Yarney-Summer Retreat


The retreat is a three-month, or one month and half period in the Tibetan tradition, depending of the way of counting, generally beginning after the full-moon day of the eight lunar month (usually July), during which monks are required to remain in residence in one place. The Buddha instructed monks to stay in one place during the monsoon period in order to prevent the killing of insects and worms while walking on muddy roads. It is one of the three basic rituals of the Vinaya.

This retreat practice comes from the Indian custom established by the Buddha in the Vinaya Sutra.

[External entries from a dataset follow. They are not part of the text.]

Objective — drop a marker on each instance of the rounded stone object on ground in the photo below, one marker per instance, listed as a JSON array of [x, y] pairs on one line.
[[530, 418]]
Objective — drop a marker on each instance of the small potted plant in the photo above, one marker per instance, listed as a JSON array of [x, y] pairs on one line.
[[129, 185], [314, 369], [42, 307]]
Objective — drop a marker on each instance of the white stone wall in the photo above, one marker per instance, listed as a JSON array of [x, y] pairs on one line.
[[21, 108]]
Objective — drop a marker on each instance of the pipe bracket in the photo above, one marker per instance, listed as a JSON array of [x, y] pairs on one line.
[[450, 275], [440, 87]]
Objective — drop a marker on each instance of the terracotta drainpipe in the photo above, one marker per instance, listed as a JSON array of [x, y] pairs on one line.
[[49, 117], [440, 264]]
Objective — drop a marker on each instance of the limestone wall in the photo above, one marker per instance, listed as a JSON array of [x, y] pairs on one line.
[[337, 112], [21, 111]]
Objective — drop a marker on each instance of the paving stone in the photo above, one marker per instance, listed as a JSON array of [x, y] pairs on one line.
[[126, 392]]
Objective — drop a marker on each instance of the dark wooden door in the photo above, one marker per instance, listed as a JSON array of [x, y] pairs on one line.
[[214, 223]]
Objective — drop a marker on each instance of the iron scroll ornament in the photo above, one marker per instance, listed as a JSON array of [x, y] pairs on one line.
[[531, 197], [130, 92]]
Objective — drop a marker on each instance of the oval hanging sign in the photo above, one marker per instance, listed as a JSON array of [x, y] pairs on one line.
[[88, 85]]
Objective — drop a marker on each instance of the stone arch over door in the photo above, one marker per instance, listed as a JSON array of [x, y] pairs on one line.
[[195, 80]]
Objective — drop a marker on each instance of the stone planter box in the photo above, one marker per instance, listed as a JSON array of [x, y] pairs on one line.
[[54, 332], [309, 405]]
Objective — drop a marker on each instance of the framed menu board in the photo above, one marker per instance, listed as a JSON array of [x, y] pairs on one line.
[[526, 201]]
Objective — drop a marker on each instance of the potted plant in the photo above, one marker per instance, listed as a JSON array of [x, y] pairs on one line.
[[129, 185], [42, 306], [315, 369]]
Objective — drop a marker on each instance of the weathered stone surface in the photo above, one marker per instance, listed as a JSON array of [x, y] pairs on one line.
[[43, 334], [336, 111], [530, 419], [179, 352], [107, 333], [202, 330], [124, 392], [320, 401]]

At the time of the Buddha, the retreat was three months long and done during the summer monsoon. It was a practical response to the monsoon weather. It was also considered not appropriate to travel with the increased likelihood of walking on insects during the rains.Shechen Monastery does the Tibetan version of a one and a half month retreat. During this time none of the monks leave the monastery grounds and they observe other special vows and restrictions.

The first day of the Yarney began with the sojong vows. Sojong is a practice for purifying and restoring broken vows. “So” means "to restore”, i.e. to make broken vows and replenish positive virtues. “Jong” means “to purify”, i.e. to clear away negative karmas and harmful deeds. Traditionally, Sojong is practiced bimonthly by members of the sangha to restore any broken Pratimoksha vows. This purification practice is also observed by some lay Buddhists.

During Yarney the wooden monastic bell called Gendi (used since the time of the Buddha and only for Yarney and Sojong) is beaten to call for lunch and morning prayers (this ancient implement.

Every day the monks take breakfast and lunch in the temple using the traditional monks bowl called “lungdze”. Most of the monks take a vow not to eat at night, in accordance with the Vinaya tradition.Every evening Aspiration Prayers (Monlam) are recited, which the public can also participate in.